Une structuration à grande échelle qui peine à opérer : La responsabilisation des provinces pour le développement local de l’AB semble avoir éclipsé la structuration de la filière à l’échelle nationale. Les actions d’identifications de zones de production AB concentrées ne sont pas reprises au niveau central, la filière reste donc à petite échelle et fragmentée. La chaîne d’approvisionnement souffre de plusieurs lacunes parmi lesquelles l’absence de solutions bio pour l’alimentation animale, engrais, semences, biocontrôles, et de certaines infrastructures et technologies pour la transformation et la distribution des produits. Plus globalement, le suivi du développement de l’AB est rendu difficile par l’absence d’outils de suivi et de bases de données actualisées, et par le manque de coordination de l’action au niveau central.

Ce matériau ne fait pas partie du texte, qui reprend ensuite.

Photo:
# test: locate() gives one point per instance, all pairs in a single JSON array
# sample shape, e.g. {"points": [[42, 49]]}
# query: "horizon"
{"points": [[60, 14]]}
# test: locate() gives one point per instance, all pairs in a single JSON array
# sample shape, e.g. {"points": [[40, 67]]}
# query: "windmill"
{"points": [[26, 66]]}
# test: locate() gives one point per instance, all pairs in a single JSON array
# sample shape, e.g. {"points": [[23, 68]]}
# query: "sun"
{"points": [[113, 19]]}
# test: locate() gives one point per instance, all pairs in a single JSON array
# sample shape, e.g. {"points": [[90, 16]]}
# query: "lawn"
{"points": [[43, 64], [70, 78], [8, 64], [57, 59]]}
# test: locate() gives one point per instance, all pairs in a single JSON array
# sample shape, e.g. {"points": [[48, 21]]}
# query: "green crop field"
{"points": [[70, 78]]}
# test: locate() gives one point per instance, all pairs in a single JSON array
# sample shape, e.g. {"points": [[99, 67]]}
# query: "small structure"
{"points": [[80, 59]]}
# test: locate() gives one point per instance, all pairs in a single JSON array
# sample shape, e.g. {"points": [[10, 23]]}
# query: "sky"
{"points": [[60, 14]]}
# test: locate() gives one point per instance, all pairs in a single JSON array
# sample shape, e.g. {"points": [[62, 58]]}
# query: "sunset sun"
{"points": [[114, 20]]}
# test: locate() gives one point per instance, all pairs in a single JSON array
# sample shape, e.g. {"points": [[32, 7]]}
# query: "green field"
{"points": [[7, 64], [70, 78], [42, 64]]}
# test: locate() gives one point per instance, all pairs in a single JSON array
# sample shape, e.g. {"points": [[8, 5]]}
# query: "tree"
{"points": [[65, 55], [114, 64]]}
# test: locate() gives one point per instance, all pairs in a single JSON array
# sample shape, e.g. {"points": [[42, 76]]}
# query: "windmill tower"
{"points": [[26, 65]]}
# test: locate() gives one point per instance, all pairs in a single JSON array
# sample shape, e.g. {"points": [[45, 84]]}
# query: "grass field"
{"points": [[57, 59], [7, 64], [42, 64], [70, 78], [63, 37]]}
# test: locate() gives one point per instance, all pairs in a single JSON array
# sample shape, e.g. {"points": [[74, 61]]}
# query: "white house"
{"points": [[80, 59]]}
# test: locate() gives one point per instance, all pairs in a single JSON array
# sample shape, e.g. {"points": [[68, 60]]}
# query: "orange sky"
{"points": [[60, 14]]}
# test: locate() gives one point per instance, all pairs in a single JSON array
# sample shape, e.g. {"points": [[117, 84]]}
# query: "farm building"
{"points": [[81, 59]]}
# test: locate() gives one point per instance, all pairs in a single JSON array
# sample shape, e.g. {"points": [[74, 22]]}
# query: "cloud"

Un système de certification vietnamien en développement : En 2023, 31 organismes de certification vietnamiens de normes TCVN étaient reconnus par le département des sciences, des technologies et de l’environnement (DOSTE)[xxii] du Ministère chargé de l’agriculture. Le système de certification souffre de défaillances : il ne bénéficie toujours pas d’une autorité coordinatrice pour l’harmonisation et la supervision des organismes de contrôle, les auditeurs ne sont pas correctement formés à l’AB, un manque d’équipement et des problèmes de gestion rendent les processus d’essais et de certifications difficiles[xxiii]. Les coûts de certification sont encore inaccessibles pour beaucoup de producteurs[xxiv]. Par ailleurs, la part des organismes vietnamiens dans la certification pour l’exportation est encore faible : en 2023, un seul organisme vietnamien était accrédité pour les normes JAS.[xxv]

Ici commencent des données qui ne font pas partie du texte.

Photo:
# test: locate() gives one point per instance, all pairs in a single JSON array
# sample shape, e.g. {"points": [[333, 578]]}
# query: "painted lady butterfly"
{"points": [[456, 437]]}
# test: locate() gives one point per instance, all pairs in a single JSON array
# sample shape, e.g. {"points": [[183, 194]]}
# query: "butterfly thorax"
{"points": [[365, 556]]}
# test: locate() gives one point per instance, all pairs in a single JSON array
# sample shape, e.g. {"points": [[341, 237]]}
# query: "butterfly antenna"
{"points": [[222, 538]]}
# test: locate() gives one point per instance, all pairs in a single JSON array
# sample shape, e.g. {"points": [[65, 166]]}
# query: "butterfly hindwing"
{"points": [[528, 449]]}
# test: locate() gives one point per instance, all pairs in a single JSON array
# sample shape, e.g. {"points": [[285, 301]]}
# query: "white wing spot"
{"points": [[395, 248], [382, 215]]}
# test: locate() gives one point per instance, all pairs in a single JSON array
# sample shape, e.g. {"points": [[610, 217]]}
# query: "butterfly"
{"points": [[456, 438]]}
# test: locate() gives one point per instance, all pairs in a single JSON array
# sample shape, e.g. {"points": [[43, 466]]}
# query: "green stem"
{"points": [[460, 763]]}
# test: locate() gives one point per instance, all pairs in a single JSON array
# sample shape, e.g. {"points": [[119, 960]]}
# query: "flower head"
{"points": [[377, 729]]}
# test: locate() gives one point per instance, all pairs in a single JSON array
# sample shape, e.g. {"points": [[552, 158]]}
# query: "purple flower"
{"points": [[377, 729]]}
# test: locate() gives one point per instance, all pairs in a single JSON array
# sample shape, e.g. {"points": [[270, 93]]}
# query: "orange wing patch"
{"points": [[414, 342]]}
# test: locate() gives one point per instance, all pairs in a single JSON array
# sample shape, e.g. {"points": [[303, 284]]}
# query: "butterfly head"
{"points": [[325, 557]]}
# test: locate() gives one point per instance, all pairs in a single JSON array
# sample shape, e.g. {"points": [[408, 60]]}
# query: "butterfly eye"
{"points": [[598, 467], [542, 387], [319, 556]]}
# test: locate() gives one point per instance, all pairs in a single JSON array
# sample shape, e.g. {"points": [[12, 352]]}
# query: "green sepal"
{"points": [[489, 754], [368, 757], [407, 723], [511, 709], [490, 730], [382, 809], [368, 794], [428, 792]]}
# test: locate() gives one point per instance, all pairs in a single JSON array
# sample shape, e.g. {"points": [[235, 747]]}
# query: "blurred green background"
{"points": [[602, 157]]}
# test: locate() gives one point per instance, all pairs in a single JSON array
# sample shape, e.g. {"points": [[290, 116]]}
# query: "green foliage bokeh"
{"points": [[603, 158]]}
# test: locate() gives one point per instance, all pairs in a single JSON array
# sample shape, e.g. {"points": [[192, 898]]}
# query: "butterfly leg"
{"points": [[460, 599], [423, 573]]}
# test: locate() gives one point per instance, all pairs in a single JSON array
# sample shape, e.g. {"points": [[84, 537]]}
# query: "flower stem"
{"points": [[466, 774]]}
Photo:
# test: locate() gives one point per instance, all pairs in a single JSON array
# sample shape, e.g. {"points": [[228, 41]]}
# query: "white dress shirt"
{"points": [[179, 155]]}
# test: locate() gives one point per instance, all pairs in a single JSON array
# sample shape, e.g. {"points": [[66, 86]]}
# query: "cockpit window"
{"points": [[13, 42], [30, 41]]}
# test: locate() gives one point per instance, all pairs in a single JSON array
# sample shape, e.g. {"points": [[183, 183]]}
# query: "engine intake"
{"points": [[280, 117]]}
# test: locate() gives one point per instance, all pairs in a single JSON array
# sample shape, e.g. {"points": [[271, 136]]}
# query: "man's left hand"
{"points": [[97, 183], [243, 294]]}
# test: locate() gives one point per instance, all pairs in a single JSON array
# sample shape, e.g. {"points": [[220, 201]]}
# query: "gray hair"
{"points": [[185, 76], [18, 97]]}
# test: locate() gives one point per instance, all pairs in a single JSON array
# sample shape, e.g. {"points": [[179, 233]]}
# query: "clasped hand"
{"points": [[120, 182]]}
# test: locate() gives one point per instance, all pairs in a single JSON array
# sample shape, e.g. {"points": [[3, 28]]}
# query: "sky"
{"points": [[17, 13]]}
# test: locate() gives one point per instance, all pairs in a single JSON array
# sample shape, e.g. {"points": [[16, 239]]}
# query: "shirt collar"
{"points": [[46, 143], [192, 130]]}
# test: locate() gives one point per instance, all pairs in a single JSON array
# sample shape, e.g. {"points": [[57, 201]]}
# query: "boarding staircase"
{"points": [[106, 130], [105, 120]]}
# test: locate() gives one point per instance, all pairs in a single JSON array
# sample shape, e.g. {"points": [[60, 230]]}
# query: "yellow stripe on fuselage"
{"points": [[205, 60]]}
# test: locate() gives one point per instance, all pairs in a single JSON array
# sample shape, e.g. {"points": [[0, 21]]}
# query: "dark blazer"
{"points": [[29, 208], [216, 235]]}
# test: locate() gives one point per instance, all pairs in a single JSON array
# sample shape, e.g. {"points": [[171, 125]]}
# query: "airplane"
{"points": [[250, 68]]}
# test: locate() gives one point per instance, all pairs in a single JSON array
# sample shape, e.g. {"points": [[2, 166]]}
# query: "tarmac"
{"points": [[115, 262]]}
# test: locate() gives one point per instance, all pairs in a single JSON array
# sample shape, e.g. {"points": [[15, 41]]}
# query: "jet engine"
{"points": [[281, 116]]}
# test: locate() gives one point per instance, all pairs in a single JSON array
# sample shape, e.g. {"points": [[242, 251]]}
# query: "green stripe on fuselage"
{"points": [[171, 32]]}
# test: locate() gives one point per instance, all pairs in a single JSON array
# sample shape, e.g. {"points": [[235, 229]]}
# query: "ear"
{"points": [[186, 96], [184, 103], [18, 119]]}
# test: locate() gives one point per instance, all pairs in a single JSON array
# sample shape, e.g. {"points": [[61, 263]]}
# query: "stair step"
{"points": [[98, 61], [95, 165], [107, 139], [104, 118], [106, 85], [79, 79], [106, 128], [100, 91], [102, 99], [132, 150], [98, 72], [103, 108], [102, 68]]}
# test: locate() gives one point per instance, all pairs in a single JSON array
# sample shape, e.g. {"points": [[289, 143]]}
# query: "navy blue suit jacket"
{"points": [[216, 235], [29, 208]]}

Un marché intérieur encore restreint et un logo vietnamien peu identifié : Le marché intérieur du bio représentait 130M USD en 2019. Ces produits coûtants entre 10-40% plus chers que des denrées classiques sont appréciés des populations urbaines plus aisées (Hanoi, Hô Chi Minh-Ville), dans les supermarchés urbains, magasins spécialisés, en e-commerce, dans les hôtels, restaurants et par les touristes et expatriés. La prise de conscience des consommateurs sur la qualité de leur alimentation et de celle de leurs proches, stimule la demande des produits bio. Ainsi, 79% des sondés d’une enquête Kantar de 2019 déclaraient être prêts à payer plus cher la nourriture pour des produits plus sains[xxviii], même si les comportements révélés par ce type d’enquête ont du mal à se traduire dans la réalité. Le budget alimentaire est notamment déjà très important pour les ménages (40,8% en 2020)[xxix].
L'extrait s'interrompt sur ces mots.